Peter Oborne

The scene is set for a long and bitter constitutional battle

The scene is set for a long and bitter constitutional battle

issue 13 March 2004

Derry Irvine has not gone to pieces, as some former colleagues predicted that he would after being suddenly sacked as Lord Chancellor last June. Friends say that, if anything, he drinks less than he did in government and that his intellect is as sharp as ever.

Convention debars former lord chancellors from practising law after leaving office. This leaves Irvine with time on his hands. He sits assiduously on the back-benches of the House of Lords, always voting with the government. He voted with the government again on Monday night, but could not prevent the Constitutional Reform Bill plunging to defeat.

It is unlikely, however, that Irvine was greatly saddened. Friends say that he is horrified by the inept way ministers made their case, and is in any case privately opposed to most of the reform package. He would hardly be human if he did not take some pleasure in his successor, Lord Chancellor ‘Cheerful Chappie’ Falconer, making such a tremendous hash of things.
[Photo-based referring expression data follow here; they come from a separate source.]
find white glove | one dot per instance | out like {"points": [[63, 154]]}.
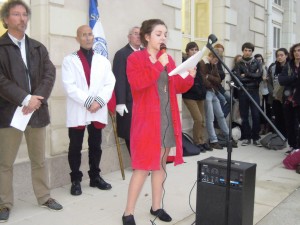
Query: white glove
{"points": [[121, 108]]}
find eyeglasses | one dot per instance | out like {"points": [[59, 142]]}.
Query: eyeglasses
{"points": [[19, 14]]}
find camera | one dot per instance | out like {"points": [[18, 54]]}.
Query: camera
{"points": [[288, 92]]}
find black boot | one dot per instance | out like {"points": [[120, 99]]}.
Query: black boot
{"points": [[128, 220]]}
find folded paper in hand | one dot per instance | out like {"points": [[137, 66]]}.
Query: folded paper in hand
{"points": [[20, 120], [190, 63]]}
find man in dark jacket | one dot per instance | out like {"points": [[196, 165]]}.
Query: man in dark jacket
{"points": [[290, 79], [26, 80], [122, 88], [249, 72]]}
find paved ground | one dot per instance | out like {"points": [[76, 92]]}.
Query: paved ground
{"points": [[277, 197]]}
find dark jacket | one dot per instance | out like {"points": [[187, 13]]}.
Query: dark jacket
{"points": [[13, 79], [290, 79], [253, 73], [122, 90], [210, 75], [198, 90]]}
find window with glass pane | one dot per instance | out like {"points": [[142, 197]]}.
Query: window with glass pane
{"points": [[278, 2], [276, 39], [195, 21]]}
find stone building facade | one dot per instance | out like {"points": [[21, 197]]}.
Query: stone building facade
{"points": [[54, 23]]}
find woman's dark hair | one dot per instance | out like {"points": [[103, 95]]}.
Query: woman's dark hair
{"points": [[147, 27], [4, 11], [248, 45], [285, 51], [279, 67], [191, 45], [292, 49], [218, 45], [259, 56]]}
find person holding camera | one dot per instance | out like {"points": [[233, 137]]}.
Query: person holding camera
{"points": [[290, 79], [249, 72]]}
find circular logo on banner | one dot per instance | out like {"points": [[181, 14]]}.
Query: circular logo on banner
{"points": [[100, 46]]}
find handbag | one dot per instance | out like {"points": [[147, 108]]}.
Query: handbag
{"points": [[189, 148], [292, 161]]}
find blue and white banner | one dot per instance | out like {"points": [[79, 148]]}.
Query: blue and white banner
{"points": [[100, 45]]}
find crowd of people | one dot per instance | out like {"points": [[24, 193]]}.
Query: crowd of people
{"points": [[147, 109], [274, 89]]}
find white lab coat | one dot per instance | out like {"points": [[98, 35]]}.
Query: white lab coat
{"points": [[102, 82]]}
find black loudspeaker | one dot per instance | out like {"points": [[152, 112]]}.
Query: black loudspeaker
{"points": [[211, 192]]}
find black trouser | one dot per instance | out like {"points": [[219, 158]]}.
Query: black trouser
{"points": [[95, 151], [292, 118], [279, 120], [266, 107]]}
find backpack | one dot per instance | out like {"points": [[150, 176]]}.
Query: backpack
{"points": [[292, 161], [189, 148], [273, 141]]}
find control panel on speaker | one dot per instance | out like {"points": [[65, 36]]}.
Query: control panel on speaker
{"points": [[218, 176]]}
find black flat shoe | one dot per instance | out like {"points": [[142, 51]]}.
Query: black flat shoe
{"points": [[100, 183], [161, 214], [128, 220], [76, 188]]}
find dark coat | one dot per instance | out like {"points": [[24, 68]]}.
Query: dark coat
{"points": [[210, 74], [290, 79], [253, 73], [198, 90], [13, 79], [122, 91]]}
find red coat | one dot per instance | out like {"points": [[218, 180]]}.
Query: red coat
{"points": [[145, 142]]}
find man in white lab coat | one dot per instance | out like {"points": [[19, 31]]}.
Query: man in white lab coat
{"points": [[89, 82]]}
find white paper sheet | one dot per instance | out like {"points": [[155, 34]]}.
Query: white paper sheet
{"points": [[190, 63], [20, 120]]}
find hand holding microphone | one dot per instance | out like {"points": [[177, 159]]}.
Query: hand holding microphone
{"points": [[121, 108], [163, 59]]}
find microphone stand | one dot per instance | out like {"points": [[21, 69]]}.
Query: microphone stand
{"points": [[211, 40]]}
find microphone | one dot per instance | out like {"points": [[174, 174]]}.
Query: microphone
{"points": [[231, 83], [163, 48], [211, 40]]}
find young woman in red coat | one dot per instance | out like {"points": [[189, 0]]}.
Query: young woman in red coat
{"points": [[155, 125]]}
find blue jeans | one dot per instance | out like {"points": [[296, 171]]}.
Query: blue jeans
{"points": [[224, 102], [213, 108], [245, 104]]}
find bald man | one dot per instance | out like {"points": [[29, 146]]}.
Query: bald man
{"points": [[89, 82]]}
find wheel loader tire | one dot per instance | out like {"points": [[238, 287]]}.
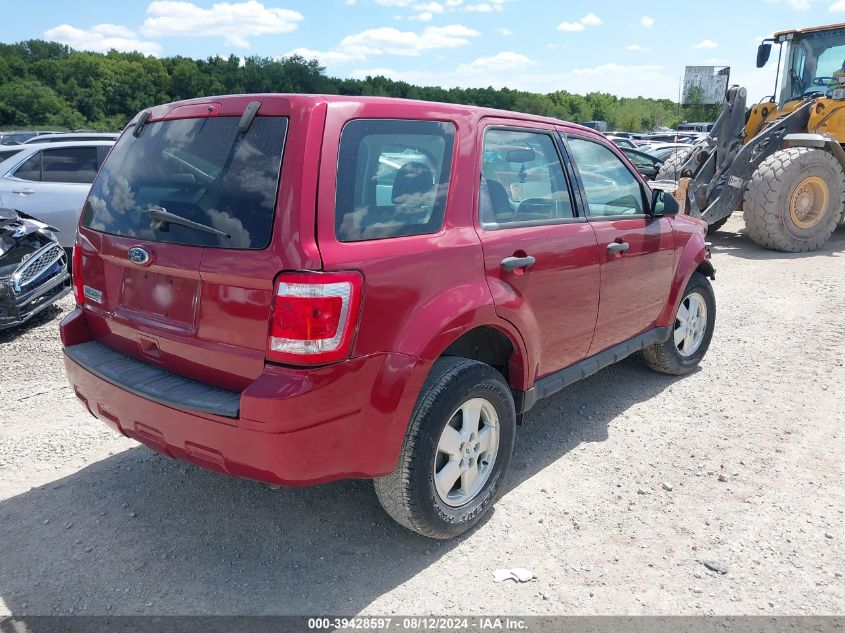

Monday was a humiliation for Falconer. A great deal was personally at stake for him. He had convinced Cabinet colleagues that the government should introduce this heavyweight constitutional legislation not in the Commons — as precedent seemed to demand — but in the Lords. ‘We were naive,’ sighed a minister on Monday. ‘We thought Charlie would be in a stronger position to do a deal with the judiciary. We thought he could talk turkey with the law lords.’

Falconer certainly tried to strike a deal. But he failed. Seven current and former law lords voted against the motion; not a single one for the government. Two former Cabinet secretaries voted against (though former Treasury permanent secretary Lord Burns, angling for the BBC chairmanship, was in favour).